The EC’s communication notes that the COVID-19 pandemic could give rise to “an increased risk of attempts to acquire healthcare capacities (for example for the productions of medical or protective equipment) or related industries such as research establishments (for instance developing vaccines) via foreign direct investment.” It further states that “vigilance is required to ensure that any such FDI does not have a harmful impact on the EU’s capacity to cover the health needs of its citizens.”

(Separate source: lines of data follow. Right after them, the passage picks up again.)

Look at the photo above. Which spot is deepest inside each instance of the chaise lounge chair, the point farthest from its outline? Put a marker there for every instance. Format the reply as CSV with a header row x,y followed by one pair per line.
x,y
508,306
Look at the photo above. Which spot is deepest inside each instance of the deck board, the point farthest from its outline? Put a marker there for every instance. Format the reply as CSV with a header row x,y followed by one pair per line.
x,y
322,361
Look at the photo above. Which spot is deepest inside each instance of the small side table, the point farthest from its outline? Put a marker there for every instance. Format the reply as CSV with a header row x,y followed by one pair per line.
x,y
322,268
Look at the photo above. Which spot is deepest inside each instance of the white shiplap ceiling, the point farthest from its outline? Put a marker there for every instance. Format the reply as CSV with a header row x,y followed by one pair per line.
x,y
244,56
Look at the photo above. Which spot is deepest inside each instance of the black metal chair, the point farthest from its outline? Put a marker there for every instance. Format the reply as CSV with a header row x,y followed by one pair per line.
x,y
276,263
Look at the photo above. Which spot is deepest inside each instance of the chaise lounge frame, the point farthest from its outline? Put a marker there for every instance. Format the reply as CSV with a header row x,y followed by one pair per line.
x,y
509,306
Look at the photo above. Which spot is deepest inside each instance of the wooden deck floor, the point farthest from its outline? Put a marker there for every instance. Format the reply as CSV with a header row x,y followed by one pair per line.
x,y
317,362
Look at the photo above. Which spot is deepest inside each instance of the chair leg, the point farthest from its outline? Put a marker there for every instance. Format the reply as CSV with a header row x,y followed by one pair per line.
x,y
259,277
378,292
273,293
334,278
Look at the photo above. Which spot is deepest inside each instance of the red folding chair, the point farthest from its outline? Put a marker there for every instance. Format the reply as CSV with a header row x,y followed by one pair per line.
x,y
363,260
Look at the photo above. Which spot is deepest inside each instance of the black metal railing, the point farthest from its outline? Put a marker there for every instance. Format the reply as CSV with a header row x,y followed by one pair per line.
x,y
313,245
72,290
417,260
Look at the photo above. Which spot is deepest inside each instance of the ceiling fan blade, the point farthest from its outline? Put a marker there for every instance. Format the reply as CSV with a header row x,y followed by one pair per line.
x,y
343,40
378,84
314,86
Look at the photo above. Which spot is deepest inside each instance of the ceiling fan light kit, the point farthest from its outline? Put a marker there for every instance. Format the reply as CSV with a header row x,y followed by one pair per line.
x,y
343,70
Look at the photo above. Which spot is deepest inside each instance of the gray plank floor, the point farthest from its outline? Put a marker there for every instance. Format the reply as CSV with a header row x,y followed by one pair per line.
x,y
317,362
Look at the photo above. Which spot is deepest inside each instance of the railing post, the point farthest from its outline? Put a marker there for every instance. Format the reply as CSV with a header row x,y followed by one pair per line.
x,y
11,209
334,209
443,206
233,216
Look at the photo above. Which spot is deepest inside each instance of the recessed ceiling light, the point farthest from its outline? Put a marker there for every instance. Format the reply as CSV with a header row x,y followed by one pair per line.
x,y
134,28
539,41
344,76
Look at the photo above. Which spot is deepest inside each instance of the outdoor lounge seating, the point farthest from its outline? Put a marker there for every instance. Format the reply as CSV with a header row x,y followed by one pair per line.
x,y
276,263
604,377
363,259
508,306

Because “acquisitions of healthcare-related assets would have an impact on the European Union as a whole,” the communication urges Member States that do not have screening mechanisms, and have not yet implemented the FDI Screening Regulation, “to set up a full-fledged screening system and in the meantime to use all other available options to address cases where the acquisition or control of a particular business, infrastructure or technology would create a risk to security or public order in the EU, including a risk to critical health infrastructures and supply of critical inputs.”

The memo also provides some details on the EU’s new FDI Screening Regulation, which will go into effect in October 2020.  The EC’s communication to member states particular emphasis to the possibility of post-closing enforcement actions under a mechanism introduced by the FDI Screening Regulation.